Question 4 True / False
The biologically active form of an RNA molecule is typically its minimum free energy (MFE) secondary structure, as predicted by computational tools like Mfold or RNAfold.
TTrue
FFalse
Answer: False
Computational MFE predictions identify the thermodynamically most stable structure in isolation, but in vivo RNA folding is influenced by many factors that alter which structure actually forms: RNA-binding proteins that stabilize specific conformations, Mg²⁺ and other ions that neutralize the phosphate backbone and enable tertiary contacts, the kinetics of co-transcriptional folding (the RNA folds as it is synthesized, not after the full sequence is available), and the presence of other RNA molecules.
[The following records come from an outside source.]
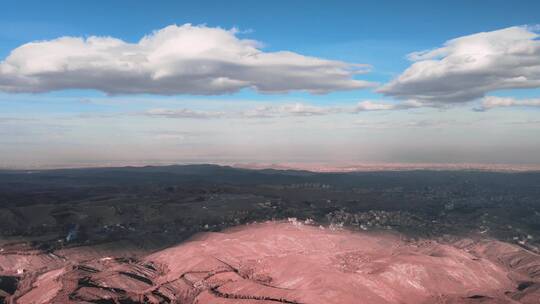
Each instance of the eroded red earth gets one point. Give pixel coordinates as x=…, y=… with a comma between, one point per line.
x=279, y=263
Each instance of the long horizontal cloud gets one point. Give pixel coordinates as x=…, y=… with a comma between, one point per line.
x=468, y=67
x=384, y=106
x=491, y=102
x=183, y=59
x=284, y=110
x=182, y=113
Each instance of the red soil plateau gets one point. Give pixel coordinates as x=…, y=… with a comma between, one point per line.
x=282, y=262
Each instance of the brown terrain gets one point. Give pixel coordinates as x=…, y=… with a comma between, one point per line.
x=277, y=262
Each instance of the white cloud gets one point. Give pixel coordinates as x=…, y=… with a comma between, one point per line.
x=468, y=67
x=490, y=102
x=295, y=109
x=284, y=110
x=182, y=113
x=384, y=106
x=183, y=59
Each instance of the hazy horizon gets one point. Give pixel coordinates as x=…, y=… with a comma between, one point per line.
x=339, y=83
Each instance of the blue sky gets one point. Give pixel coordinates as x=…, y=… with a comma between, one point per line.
x=65, y=125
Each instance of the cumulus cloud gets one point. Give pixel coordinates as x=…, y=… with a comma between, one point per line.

The biologically relevant structure is the one that forms under cellular conditions, which may be a local free energy minimum (a metastable state), not the global minimum. This is why riboswitches can switch between functional states.
Question 5 Short Answer
Why is it incorrect to say that an RNA molecule has a single 'correct' secondary structure, and what are the functional implications of this?
Think about your answer, then reveal below.
Model answer: RNA molecules do not adopt a single frozen structure but exist as an ensemble of conformations in dynamic equilibrium at physiological temperature. Each conformation has an associated free energy, and the molecule samples lower-energy states more frequently but transiently visits higher-energy alternatives. The 'minimum free energy structure' predicted computationally is the most populated state in isolation, but it is not the only state. Functionally, this ensemble behavior enables riboswitches to toggle between gene-regulatory conformations upon ligand binding, allows ribosomal RNA to adopt multiple configurations needed at different steps of translation, and means that the same RNA sequence can perform different functions depending on which conformation is stabilized by cellular context.
The key insight is that RNA structural dynamics are a feature, not a bug — they make RNA a programmable regulatory molecule. The ensemble view connects directly to why computational MFE predictions are useful but imperfect: they predict the most stable structure under idealized conditions, but the biologically relevant structure is shaped by the full in vivo context. Students who think 'one sequence = one structure' cannot understand riboswitches, RNA editing, or how ribosomal RNA functions.